If not found then we pop the last character from the path and append the direction to the right subtree.
If not found then we pop the last character from the path.
2. Implementation
- Define a function `LCA` to find the Lowest Common Ancestor of the two nodes.
1. `LCA`
- If the `root` is `NULL` or the value of the root is equal to `p` or `q` return the root.
- Recursively find the LCA in the left and right subtree.

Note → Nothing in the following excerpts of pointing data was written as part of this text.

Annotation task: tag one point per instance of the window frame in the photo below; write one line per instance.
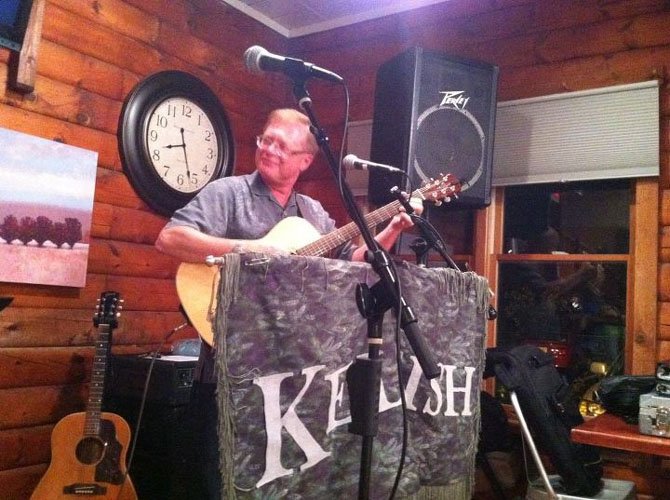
(642, 269)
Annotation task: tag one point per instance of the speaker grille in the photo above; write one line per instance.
(434, 114)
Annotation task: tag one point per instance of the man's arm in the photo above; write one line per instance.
(387, 237)
(190, 245)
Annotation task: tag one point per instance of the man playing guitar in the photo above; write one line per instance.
(235, 214)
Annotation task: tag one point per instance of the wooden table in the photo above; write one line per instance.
(610, 431)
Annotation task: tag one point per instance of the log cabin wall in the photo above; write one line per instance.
(94, 51)
(541, 48)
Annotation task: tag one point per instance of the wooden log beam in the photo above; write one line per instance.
(26, 69)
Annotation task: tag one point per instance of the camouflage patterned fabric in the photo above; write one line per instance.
(287, 329)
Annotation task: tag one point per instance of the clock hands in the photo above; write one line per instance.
(183, 146)
(188, 172)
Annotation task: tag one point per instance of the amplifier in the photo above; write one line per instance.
(171, 378)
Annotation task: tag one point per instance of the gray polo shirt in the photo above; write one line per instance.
(243, 207)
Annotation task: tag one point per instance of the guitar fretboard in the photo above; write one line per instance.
(438, 190)
(349, 231)
(94, 405)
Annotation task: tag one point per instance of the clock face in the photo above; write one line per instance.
(174, 138)
(182, 144)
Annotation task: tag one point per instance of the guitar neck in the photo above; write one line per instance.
(349, 231)
(96, 392)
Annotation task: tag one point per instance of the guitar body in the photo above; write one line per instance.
(87, 466)
(197, 283)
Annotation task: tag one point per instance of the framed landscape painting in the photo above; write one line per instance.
(46, 204)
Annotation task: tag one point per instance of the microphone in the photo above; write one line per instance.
(352, 161)
(257, 59)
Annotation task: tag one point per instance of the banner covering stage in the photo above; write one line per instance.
(287, 329)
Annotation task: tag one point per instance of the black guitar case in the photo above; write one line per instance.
(550, 413)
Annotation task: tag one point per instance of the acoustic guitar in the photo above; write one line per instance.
(196, 282)
(88, 449)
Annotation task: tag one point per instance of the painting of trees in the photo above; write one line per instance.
(9, 230)
(41, 230)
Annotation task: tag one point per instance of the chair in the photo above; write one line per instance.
(548, 486)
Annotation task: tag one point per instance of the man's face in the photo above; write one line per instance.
(281, 157)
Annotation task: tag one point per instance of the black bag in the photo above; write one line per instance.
(550, 413)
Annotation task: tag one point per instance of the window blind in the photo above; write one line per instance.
(605, 133)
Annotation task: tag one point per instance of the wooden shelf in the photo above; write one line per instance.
(610, 431)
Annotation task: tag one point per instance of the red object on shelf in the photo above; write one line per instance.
(559, 350)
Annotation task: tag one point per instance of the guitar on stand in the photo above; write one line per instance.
(88, 449)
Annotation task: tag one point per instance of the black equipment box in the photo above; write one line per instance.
(170, 383)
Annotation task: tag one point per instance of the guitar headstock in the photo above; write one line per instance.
(443, 189)
(108, 309)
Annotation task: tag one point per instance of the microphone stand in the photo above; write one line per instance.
(364, 375)
(429, 239)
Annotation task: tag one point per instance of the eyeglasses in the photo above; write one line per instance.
(280, 149)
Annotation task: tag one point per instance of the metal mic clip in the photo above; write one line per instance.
(403, 198)
(210, 260)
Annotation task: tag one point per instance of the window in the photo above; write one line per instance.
(562, 279)
(574, 269)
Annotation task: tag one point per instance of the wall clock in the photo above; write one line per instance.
(174, 138)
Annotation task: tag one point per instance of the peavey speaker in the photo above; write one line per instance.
(434, 114)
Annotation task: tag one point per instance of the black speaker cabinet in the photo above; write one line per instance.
(434, 114)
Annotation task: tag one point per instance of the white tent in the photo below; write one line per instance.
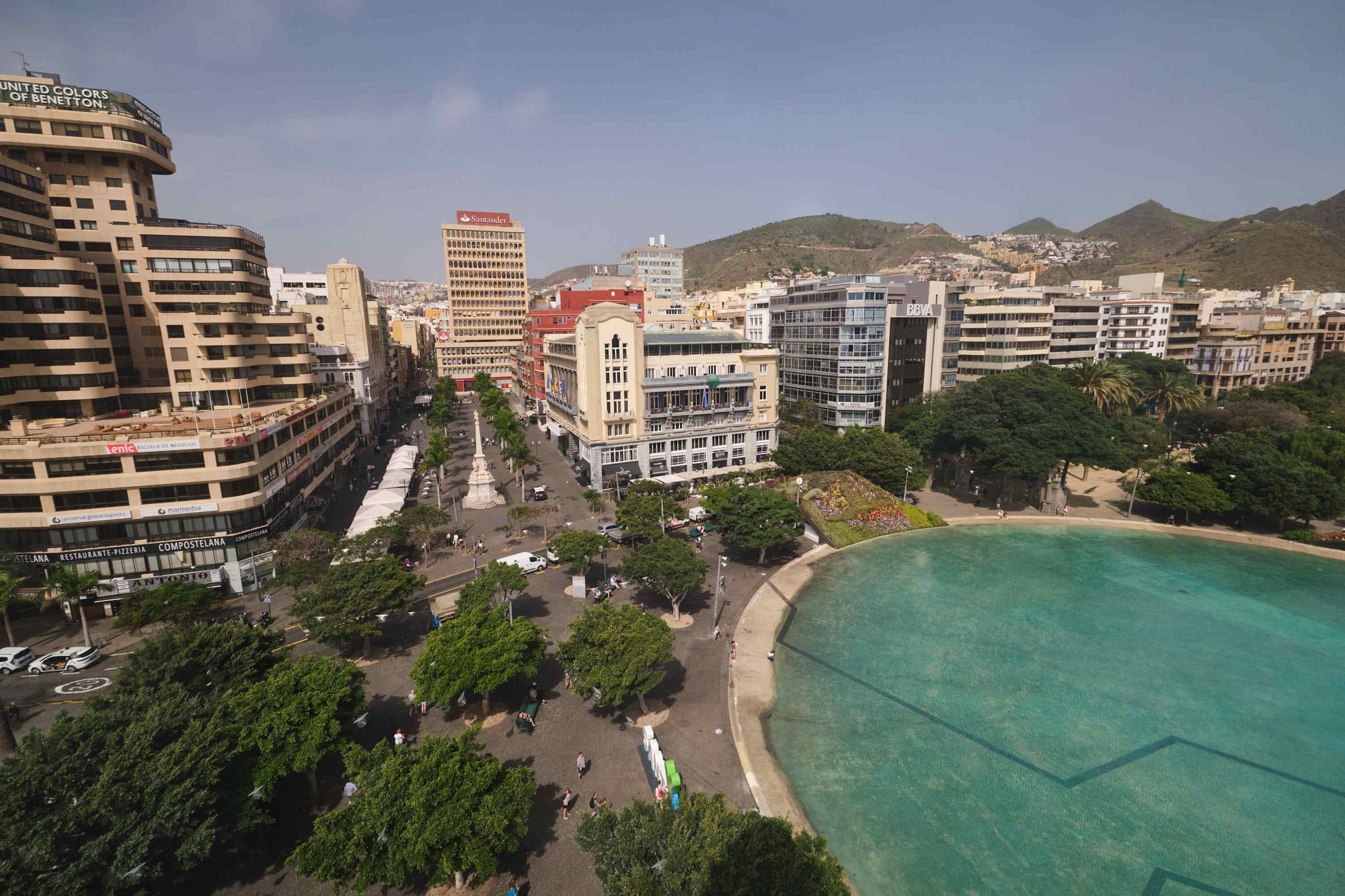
(396, 479)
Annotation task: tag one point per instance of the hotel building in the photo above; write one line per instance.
(159, 419)
(626, 401)
(486, 259)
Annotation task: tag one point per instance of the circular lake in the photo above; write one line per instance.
(1056, 709)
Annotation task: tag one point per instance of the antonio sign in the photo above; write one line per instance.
(485, 218)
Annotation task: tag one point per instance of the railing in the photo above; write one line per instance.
(182, 222)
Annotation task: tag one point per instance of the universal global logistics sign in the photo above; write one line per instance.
(67, 96)
(485, 218)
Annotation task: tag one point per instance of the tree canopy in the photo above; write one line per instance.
(295, 716)
(477, 651)
(617, 653)
(755, 518)
(707, 846)
(423, 814)
(668, 565)
(344, 607)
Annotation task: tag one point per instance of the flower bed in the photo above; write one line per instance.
(847, 509)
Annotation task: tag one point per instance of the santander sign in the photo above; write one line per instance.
(485, 218)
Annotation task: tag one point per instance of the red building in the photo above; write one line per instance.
(541, 322)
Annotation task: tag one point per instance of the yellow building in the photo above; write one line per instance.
(486, 259)
(626, 401)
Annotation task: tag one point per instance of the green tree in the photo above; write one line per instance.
(345, 606)
(72, 584)
(173, 602)
(1262, 479)
(668, 565)
(1026, 421)
(642, 516)
(303, 555)
(578, 548)
(707, 846)
(755, 518)
(1184, 490)
(422, 521)
(423, 815)
(202, 658)
(295, 716)
(1174, 392)
(618, 653)
(131, 794)
(477, 651)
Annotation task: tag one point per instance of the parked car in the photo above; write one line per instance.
(68, 658)
(15, 659)
(525, 561)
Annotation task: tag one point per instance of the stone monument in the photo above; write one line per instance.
(481, 483)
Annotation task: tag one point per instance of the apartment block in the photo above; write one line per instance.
(162, 420)
(486, 260)
(831, 334)
(660, 267)
(1254, 348)
(562, 317)
(629, 401)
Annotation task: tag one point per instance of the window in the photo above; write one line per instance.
(85, 499)
(84, 467)
(166, 494)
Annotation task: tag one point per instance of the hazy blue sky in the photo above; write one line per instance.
(352, 128)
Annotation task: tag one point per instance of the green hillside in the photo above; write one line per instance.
(539, 284)
(816, 243)
(1040, 227)
(1149, 232)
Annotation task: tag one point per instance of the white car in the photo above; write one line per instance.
(69, 658)
(15, 659)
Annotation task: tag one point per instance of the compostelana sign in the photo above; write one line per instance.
(485, 218)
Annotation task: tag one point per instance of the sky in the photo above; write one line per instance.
(350, 128)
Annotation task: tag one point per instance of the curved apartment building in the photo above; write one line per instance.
(159, 420)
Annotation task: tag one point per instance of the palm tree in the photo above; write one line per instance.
(71, 584)
(1174, 392)
(9, 591)
(1106, 382)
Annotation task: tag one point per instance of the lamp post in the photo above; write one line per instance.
(1135, 487)
(719, 588)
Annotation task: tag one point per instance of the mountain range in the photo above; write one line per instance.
(1305, 243)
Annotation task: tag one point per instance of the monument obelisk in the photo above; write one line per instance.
(481, 483)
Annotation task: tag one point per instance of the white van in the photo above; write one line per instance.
(525, 561)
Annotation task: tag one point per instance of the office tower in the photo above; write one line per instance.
(486, 259)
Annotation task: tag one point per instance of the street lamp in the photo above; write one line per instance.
(1136, 486)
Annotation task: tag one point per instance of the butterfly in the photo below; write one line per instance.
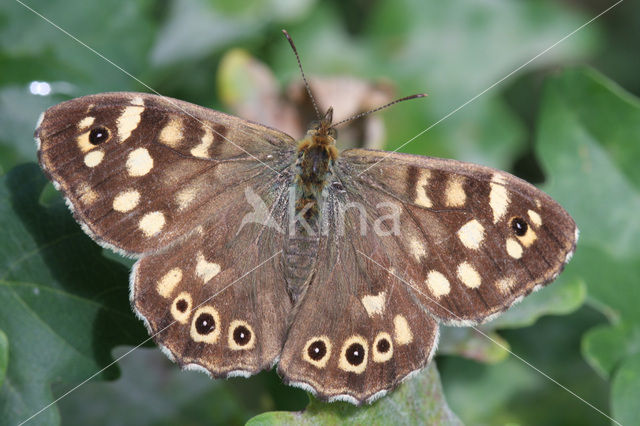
(256, 250)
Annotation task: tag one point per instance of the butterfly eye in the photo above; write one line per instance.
(317, 350)
(205, 323)
(98, 135)
(241, 335)
(519, 226)
(355, 354)
(383, 346)
(382, 349)
(182, 305)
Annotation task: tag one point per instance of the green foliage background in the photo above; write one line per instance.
(569, 121)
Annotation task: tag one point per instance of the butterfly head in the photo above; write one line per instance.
(321, 135)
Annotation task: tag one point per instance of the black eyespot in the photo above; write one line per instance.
(355, 354)
(317, 350)
(97, 135)
(182, 305)
(383, 346)
(241, 335)
(205, 323)
(519, 226)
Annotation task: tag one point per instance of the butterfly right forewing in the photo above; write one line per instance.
(475, 239)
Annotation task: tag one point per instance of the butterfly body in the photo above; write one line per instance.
(254, 249)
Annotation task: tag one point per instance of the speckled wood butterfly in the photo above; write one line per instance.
(255, 250)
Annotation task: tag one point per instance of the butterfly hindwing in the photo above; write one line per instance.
(359, 330)
(164, 182)
(474, 240)
(215, 299)
(141, 170)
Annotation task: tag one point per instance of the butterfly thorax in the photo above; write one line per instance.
(314, 166)
(316, 155)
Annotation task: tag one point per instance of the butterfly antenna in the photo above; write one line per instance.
(362, 114)
(306, 84)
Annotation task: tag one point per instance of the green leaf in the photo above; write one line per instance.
(417, 401)
(560, 298)
(4, 356)
(625, 390)
(64, 306)
(489, 347)
(588, 144)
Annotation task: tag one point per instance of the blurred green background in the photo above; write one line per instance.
(569, 122)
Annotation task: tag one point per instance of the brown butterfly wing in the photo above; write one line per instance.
(165, 181)
(140, 170)
(215, 300)
(472, 240)
(359, 330)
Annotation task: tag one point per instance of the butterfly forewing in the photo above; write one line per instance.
(141, 170)
(473, 239)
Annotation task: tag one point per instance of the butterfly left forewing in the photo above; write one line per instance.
(141, 170)
(474, 239)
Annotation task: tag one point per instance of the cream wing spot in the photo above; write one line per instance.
(139, 162)
(382, 348)
(205, 269)
(438, 283)
(171, 133)
(241, 336)
(126, 201)
(205, 326)
(498, 197)
(181, 307)
(469, 275)
(169, 281)
(454, 192)
(505, 285)
(202, 150)
(93, 158)
(87, 194)
(417, 249)
(401, 331)
(514, 249)
(129, 119)
(422, 199)
(374, 305)
(354, 355)
(151, 223)
(317, 351)
(471, 234)
(535, 218)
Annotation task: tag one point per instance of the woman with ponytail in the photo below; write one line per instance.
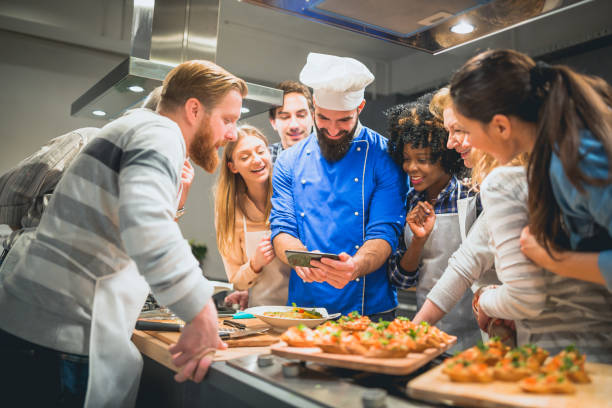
(510, 105)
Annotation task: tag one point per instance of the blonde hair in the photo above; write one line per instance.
(228, 189)
(484, 163)
(200, 79)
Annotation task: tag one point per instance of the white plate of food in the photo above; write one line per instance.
(283, 317)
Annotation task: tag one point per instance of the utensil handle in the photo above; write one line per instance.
(157, 326)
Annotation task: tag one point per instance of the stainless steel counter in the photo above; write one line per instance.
(241, 382)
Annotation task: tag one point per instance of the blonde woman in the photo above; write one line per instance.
(242, 210)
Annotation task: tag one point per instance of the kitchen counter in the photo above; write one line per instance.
(235, 379)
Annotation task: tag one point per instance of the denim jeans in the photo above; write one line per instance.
(41, 377)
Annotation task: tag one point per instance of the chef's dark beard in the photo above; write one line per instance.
(202, 151)
(334, 149)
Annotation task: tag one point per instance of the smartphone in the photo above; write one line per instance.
(303, 258)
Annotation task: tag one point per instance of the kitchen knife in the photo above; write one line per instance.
(157, 326)
(240, 333)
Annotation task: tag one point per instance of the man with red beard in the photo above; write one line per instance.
(68, 308)
(339, 192)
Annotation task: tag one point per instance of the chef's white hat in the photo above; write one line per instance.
(338, 83)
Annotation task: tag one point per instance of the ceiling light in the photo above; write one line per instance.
(462, 28)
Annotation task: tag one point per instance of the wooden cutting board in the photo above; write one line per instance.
(392, 366)
(259, 340)
(437, 387)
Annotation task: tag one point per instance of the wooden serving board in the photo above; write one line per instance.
(437, 387)
(258, 340)
(392, 366)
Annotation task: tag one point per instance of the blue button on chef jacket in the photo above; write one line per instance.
(335, 207)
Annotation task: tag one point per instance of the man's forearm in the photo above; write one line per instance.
(283, 242)
(371, 256)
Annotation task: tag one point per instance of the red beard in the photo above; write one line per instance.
(202, 151)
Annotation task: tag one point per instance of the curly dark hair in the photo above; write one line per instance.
(412, 123)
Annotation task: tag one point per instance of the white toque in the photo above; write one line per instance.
(338, 83)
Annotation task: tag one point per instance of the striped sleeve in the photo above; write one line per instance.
(465, 266)
(148, 185)
(522, 294)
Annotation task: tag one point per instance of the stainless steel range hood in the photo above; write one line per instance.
(164, 34)
(433, 26)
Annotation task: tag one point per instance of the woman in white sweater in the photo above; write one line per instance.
(549, 310)
(242, 210)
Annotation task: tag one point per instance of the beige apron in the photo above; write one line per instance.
(272, 285)
(445, 238)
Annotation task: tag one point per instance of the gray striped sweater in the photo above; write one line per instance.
(550, 310)
(112, 213)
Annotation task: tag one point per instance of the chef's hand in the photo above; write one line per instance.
(421, 219)
(264, 254)
(533, 250)
(240, 298)
(310, 274)
(338, 273)
(193, 352)
(187, 175)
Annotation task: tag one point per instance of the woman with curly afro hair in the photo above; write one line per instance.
(440, 210)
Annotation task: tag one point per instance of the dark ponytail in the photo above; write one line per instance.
(560, 101)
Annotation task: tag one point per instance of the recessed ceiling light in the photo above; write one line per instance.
(462, 28)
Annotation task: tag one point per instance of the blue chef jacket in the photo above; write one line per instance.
(336, 207)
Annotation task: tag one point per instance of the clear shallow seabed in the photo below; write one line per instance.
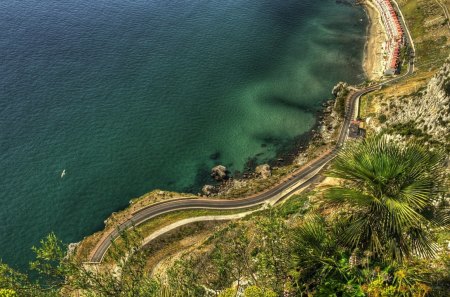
(129, 96)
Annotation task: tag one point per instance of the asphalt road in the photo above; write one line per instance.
(297, 181)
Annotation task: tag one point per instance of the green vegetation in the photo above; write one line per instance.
(394, 189)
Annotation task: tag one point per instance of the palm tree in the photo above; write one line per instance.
(387, 192)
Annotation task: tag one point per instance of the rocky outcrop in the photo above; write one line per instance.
(263, 171)
(427, 110)
(208, 190)
(339, 89)
(219, 173)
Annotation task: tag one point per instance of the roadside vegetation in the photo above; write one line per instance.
(379, 229)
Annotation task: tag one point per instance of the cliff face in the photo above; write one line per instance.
(427, 109)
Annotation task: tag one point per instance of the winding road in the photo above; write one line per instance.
(299, 179)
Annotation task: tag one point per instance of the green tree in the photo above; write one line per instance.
(389, 193)
(7, 293)
(254, 291)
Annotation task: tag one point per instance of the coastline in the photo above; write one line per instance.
(376, 36)
(306, 147)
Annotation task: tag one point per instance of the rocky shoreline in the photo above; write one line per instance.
(321, 136)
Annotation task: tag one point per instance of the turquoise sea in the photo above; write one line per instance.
(128, 96)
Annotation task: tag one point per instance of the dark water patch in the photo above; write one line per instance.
(131, 96)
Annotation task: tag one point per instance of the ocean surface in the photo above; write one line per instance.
(128, 96)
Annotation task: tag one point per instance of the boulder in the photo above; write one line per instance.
(219, 173)
(341, 86)
(263, 171)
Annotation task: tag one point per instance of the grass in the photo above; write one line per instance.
(431, 40)
(164, 220)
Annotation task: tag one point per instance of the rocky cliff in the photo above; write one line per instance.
(426, 112)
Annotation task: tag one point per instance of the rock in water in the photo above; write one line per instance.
(219, 173)
(263, 171)
(208, 190)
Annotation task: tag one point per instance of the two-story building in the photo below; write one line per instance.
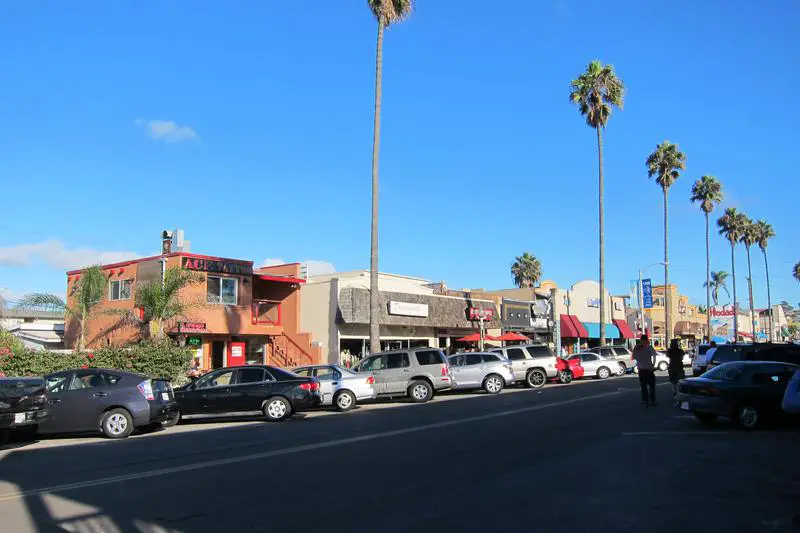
(235, 314)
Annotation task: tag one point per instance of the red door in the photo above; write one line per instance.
(236, 353)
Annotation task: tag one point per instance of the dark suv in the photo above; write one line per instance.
(781, 353)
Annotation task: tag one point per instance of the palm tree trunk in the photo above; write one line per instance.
(602, 241)
(667, 299)
(708, 284)
(735, 304)
(374, 295)
(750, 292)
(769, 297)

- If the left is `NULL` return right.
- If the right is `NULL` return left.
- Return the `root`.
2. DFS to find the path, this is a boolean function
- If `root` is `NULL` return `0`. It means the path is not found.
- If the value of the root is equal to `x` return `1`.
- If `root` is not the target nor the leaf node then
- Append `'U'` or `'L'` based on the `rev` flag.
- Recursively find the path in the left subtree.
- If the path is found return `1`.
- Pop the last character from the path.
- Append `'U'` or `'R'` based on the `rev` flag.
- Recursively find the path in the right subtree.
- If the path is found return `1`.
- Pop the last character from the path.
- Return `0`.
- In the main function `getDirections`
- Find the LCA of the two nodes.
- Initialize two strings `pathFrom` and `pathTo`.
- Find the path from the source to the LCA and append it to `pathFrom`.
- Find the path from the LCA to the destination and append it to `pathTo`.
- Return the concatenated string of `pathFrom` and `pathTo`.